Disisi lain, sejumlah kader maupun tokoh mulai mengemuka disebut-sebut punya peluang menjadi sebagai ketua DPD Partai Demokrat NTB. Diantaranya mantan Bupati Lombok Timur Sukiman Azmi.
Pengamat politik NTB Ihsan Hamid menilai mantan Bupati Lotim Sukiman Azmi bukan orang asing di Partai Demokrat. Sukiman jadi rival IJU dalam musda Partai Demokrat NTB tahun 2022 lalu.
“Ini artinya, pak Sukiman sudah mengantongi KTA partai Demokrat,” katanya, Selasa kemarin (27/1)
Dia mengatakan, dengan sudah mengantongi KTA dan pernah maju di musda Demokrat NTB, membuat kans mantan Bupati Lotim cukup terbuka lebar untuk bisa menakhodai Partai Demokrat.
Sebagai mantan Bupati Lotim dua periode, Sukiman Azmi relatif punya pemilih royal dan kabupaten pernah dipimpin jadi daerah pemilih terbanyak di NTB.
Dengan berbagai pertimbangan tersebut, membuat Sukiman Azmi sangat layak dipertimbangkan untuk memimpin partai didominasi warna biru tersebut.
“Ini membuat pak Sukiman layak dipertimbangkan DPP jadi ketua Demokrat NTB,” imbuhnya.
Dia menambahkan, sebagai tokoh berlatar belakang TNI, sosok Sukiman Azmi diyakini tidak akan terlalu sulit dalam membangun dan jalin komunikasi politik dengan ketua majelis pertimbangan DPP Partai Demokrat Susilo Bambang Yudhoyono dan ketua umum DPP Partai Demokrat Agus Harimurti Yudhoyono.

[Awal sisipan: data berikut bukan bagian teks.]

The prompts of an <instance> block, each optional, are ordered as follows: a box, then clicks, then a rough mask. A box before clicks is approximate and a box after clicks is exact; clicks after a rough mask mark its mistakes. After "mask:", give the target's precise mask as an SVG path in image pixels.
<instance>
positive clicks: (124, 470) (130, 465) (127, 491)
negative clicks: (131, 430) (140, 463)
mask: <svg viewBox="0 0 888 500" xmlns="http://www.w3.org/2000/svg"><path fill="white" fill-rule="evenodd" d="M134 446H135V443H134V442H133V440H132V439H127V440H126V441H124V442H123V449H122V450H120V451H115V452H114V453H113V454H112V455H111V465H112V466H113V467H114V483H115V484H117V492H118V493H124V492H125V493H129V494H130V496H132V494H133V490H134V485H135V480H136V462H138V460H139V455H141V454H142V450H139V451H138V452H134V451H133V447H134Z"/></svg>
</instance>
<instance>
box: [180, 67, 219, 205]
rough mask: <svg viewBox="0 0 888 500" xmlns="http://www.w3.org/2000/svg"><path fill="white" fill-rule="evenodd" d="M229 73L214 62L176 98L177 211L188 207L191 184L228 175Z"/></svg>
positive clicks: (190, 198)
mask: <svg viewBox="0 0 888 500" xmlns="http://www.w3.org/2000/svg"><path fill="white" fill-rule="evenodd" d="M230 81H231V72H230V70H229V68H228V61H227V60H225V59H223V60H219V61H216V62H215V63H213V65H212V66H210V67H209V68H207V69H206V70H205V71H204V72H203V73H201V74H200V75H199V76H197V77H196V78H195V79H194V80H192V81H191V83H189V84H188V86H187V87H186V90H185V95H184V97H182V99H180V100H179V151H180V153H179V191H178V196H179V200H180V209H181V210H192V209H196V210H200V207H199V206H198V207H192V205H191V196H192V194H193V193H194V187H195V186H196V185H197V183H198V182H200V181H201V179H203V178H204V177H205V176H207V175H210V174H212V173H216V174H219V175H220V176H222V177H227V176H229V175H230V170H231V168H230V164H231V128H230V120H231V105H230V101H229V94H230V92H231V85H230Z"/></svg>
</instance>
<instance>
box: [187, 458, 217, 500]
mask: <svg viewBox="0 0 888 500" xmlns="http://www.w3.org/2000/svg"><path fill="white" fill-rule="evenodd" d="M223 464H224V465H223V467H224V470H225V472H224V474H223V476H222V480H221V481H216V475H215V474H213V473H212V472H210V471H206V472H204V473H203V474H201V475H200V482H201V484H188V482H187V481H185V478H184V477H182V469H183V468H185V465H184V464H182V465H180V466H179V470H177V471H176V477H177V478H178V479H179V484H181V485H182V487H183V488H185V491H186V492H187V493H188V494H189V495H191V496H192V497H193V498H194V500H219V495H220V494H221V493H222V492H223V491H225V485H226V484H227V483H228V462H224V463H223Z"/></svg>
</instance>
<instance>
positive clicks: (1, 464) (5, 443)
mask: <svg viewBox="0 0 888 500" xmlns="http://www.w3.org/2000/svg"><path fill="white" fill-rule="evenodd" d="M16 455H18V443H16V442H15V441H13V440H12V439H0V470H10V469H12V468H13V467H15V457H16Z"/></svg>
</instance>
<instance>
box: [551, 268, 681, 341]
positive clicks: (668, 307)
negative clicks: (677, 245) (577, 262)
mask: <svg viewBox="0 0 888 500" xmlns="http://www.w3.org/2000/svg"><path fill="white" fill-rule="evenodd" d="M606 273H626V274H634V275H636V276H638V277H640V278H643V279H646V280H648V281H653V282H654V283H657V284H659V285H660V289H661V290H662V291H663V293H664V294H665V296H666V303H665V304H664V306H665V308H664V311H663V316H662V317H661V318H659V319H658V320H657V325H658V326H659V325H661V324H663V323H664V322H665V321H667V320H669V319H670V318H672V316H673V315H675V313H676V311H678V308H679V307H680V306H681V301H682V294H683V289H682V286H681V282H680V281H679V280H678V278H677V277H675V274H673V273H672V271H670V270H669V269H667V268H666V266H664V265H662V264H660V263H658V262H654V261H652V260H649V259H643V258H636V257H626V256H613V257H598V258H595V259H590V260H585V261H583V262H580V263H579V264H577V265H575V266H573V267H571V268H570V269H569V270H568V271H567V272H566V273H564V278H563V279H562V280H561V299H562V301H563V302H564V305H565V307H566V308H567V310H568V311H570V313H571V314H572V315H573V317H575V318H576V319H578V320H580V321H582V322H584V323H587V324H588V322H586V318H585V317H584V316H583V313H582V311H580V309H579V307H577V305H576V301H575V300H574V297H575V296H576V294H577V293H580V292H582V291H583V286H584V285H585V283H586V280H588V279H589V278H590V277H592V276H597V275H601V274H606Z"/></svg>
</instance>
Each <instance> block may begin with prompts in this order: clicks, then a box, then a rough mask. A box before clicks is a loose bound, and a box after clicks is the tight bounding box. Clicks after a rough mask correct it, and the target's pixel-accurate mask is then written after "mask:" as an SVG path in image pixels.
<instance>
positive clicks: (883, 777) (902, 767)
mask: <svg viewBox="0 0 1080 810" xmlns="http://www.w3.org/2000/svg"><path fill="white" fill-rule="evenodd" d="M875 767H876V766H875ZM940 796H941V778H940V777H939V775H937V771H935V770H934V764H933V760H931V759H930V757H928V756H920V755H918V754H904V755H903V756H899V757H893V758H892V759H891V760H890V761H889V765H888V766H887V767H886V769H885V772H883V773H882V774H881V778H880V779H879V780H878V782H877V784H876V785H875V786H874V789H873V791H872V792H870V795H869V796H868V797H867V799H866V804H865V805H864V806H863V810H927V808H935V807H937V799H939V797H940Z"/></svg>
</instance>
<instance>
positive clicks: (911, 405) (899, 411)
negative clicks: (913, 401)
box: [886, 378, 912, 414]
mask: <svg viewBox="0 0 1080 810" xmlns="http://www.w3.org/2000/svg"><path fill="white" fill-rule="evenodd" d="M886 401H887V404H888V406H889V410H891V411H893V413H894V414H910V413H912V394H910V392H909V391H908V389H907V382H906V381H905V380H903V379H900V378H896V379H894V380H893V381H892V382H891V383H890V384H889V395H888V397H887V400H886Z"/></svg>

Karena kedua juga berlatar belakang TNI.
“Ini juga jadi keuntungan tersendiri bagi pak Sukiman Azmi,” imbuhnya.
Dia menyakini jika Partai Demokrat NTB dipimpin Sukiman Azmi, mantan Bupati Lotim akan bisa mendongkrak raihan kursi parpol berlambang mercy itu baik di DPRD Provinsi dan DPRD kabupaten kota.

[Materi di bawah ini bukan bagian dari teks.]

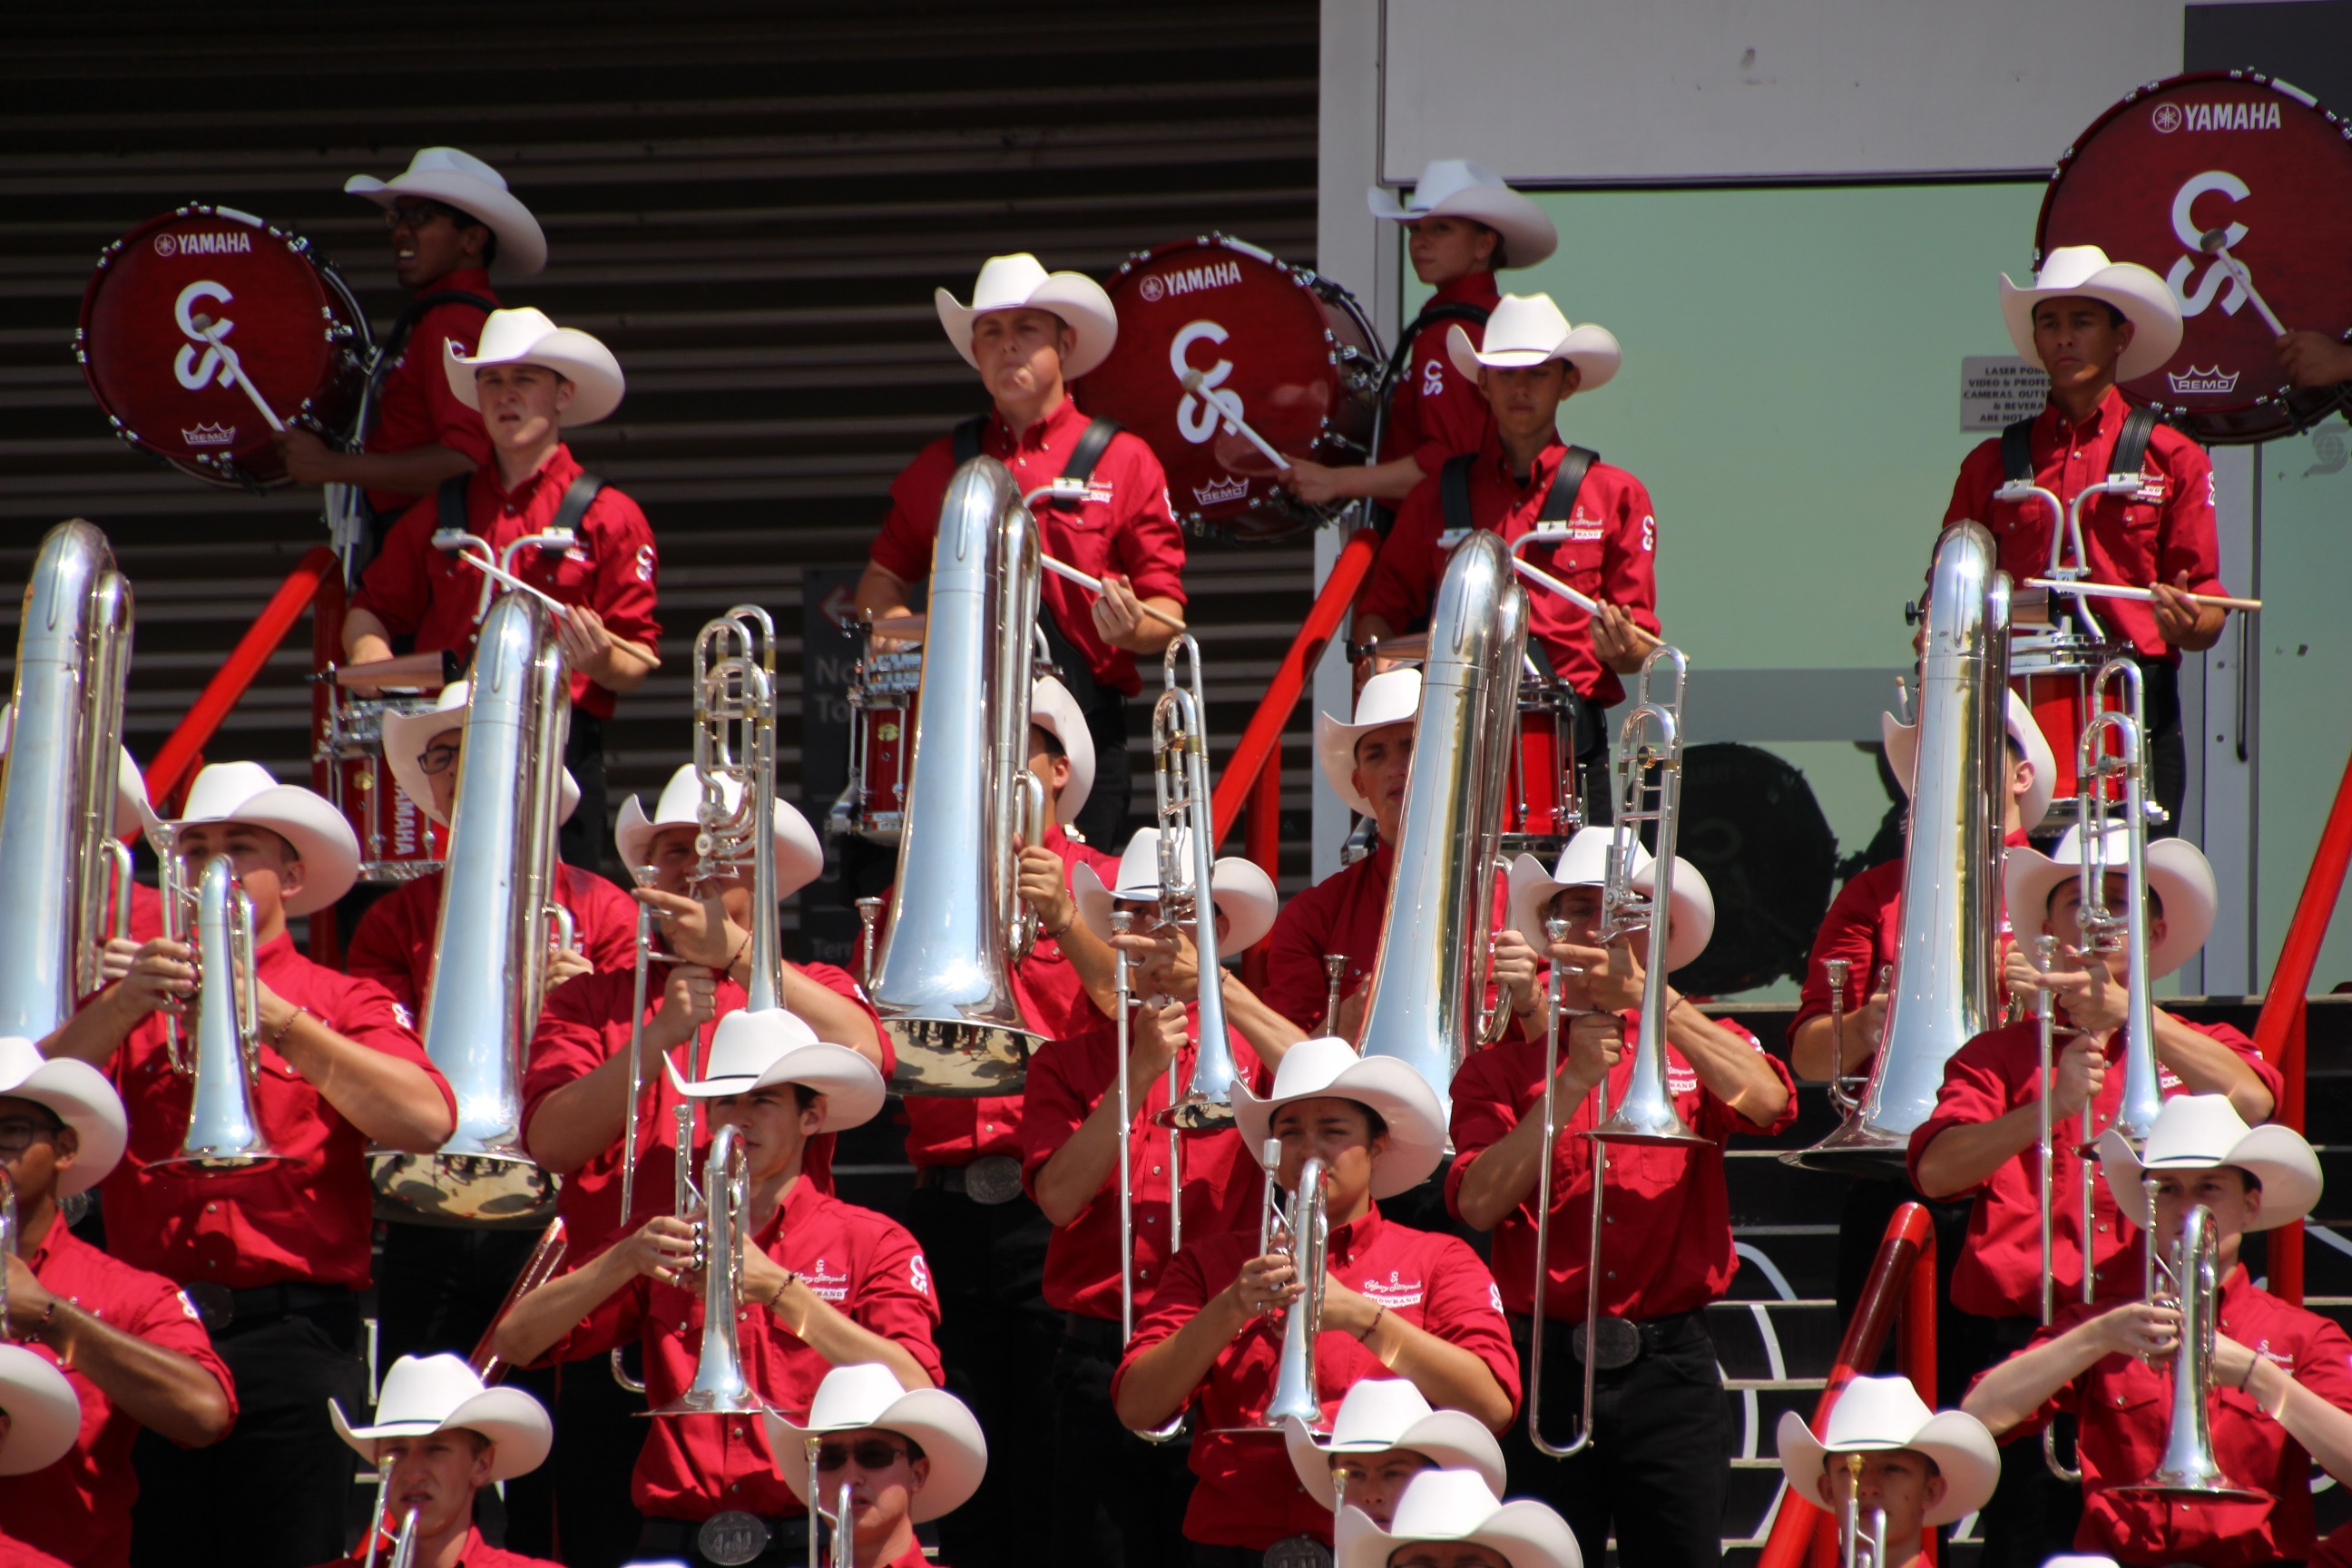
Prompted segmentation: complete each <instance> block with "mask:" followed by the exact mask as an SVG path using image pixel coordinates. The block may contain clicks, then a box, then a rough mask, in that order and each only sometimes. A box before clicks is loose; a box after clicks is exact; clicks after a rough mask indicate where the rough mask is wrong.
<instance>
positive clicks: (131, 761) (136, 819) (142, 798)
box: [0, 703, 158, 839]
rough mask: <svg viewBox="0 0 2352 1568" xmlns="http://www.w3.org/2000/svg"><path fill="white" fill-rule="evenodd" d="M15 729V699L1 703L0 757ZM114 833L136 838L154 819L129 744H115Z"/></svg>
mask: <svg viewBox="0 0 2352 1568" xmlns="http://www.w3.org/2000/svg"><path fill="white" fill-rule="evenodd" d="M12 733H16V703H0V757H7V743H9V736H12ZM115 750H118V752H120V755H118V759H115V837H118V839H136V837H139V835H143V832H146V830H148V825H151V823H155V820H158V818H155V806H151V804H148V797H146V776H143V773H141V771H139V764H136V762H132V755H129V748H115Z"/></svg>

Terkait ada kader maupun tokoh asal pulau Sumbawa mengemuka jadi ketua Demokrat NTB diantaranya Wali kota Bima Arrahman Abidin.
Ihsan berpandangan, lebih ideal Partai Demokrat NTB dipimpin kader maupun tokoh berasal dari pulau Lombok.
Dengan dipimpin kader atau tokoh dari pulau Lombok, akan lebih memudahkan koordinasi dan konsolidasi di internal Partai.
Pusat konsolidasi ada di pulau Lombok. Selain itu, ceruk suara pemilih di NTB paling banyak tersebar di pulau Lombok dibandingkan di pulau Sumbawa.
Sehingga lebih menjanjikan ketua Demokrat NTB dipimpin kader atau tokoh dari pulau Lombok.
“Nah. Pak Sukiman tokoh asal Lombok pas memegang Partai Demokrat NTB,” lugasnya.